2019-10-26 09:54:23 | 書評(アート・音楽)


ロック好きでいろいろ聴いてきたつもりだが、自分の趣味趣向にそった直感や思いつきで聴く音楽を選んできたので、他にも聞くべきすばらしいロックがあるんじゃないだろうかという意識は常にあった。本書は一定の客観的基準で選ばれたロック名盤ベスト100だから、個人の嗜好で選ばれていない。より普遍的なよい音楽と考えられているものは何なのかがわかるし、これから何を聴くかの参考にもなる。

米英にはロック名盤のリストがある。アメリカで最も有名なものが、音楽雑誌「ローリング・ストーン」が発表した「500 Greatest Albums of All Time」の2012年改訂版である。イギリスで最も有名なものが、音楽メディア「NME(ニュー・ミュージカル・エクスプレス)」が発表した「The 500 Greatest Albums of All Time」である。その両方にランキングされているものを抜き出し、それぞれのランキングでの順位に従ってポイントを付与し、双方のポイントを合算して、トータル・ポイントの多いものから順位を決めている。従って、両方の雑誌で評価の高いものが上位にくるが(普遍的、音楽史的によいもの)、指向性の異なる両雑誌間で評価が分かれるものや売れたけれど評論家の評価が低いものはランクに入ってこない(趣味性、大衆性が高いもの)、という性格を持ったランキングとなっている。

結果を見ると、半分くらいは私が聴いていないアルバムであった。とくに黒人音楽はほとんど聞いていないに等しい。黒人音楽やヒップホップは、いまやロックという音楽カテゴリーの中の大きな一画を占めているのである。100枚のうち、多くのアルバムがランク入りしているアーティストは、ビートルズ(6枚)、ボブ・ディラン(5枚)、ザ・ローリング・ストーンズ(4枚)、デヴィッド・ボウイ(4枚)、ブルース・スプリングスティーン(3枚)、レディオヘッド(3枚)であった。
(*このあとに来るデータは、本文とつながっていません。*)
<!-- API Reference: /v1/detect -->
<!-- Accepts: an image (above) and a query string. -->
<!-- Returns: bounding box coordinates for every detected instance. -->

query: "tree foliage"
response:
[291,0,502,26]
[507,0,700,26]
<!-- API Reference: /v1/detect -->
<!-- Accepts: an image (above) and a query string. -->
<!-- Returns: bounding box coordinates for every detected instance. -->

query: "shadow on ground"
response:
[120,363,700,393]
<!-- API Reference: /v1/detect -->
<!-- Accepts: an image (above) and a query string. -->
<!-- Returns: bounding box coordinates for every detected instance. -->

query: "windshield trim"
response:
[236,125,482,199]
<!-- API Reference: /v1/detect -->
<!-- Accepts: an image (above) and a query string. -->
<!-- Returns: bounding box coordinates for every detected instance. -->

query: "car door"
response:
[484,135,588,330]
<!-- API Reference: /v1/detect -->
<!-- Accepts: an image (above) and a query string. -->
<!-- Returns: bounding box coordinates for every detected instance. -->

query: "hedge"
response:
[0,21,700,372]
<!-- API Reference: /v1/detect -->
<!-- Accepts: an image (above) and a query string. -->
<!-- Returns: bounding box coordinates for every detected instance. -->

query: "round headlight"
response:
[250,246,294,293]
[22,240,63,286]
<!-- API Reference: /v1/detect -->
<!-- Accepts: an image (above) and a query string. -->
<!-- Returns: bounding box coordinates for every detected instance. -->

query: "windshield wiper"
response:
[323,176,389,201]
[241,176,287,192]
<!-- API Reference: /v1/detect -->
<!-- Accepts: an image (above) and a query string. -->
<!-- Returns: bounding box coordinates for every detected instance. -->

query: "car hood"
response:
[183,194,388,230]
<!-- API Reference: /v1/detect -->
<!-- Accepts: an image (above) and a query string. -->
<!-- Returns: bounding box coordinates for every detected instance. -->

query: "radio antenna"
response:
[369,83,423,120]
著者の川崎大助は、ロックに対する日本独特の評論について下記のような批判をしている。

52位の「リメイン・イン・ライト(トーキング・ヘッズ)」への評論について、次のように述べている。
『ところで、どうも世界じゅうで日本でだけ、本作へのバッシングがおこなわれていた、らしい。「白人のロック・バンドが黒人音楽をあからさまに導入するのは間違っている」のが理由だという。意味がわからないのだが、もしそう考える日本の人がいるのなら、その人は洋楽を聴いてはいけない。「他民族」がやっているのが洋楽なのだから。また日本人の演奏でも、それがロックなら聴いてはならない。トーキング・ヘッズの「このやりかた」こそが、ロックの原点から脈々と流れ続ける思想に基づいているものだからだ。』
これは、川崎が以前ライターをしていた音楽雑誌「ロッキン・オン」の社長、渋谷陽一に向けた痛烈な批判だ。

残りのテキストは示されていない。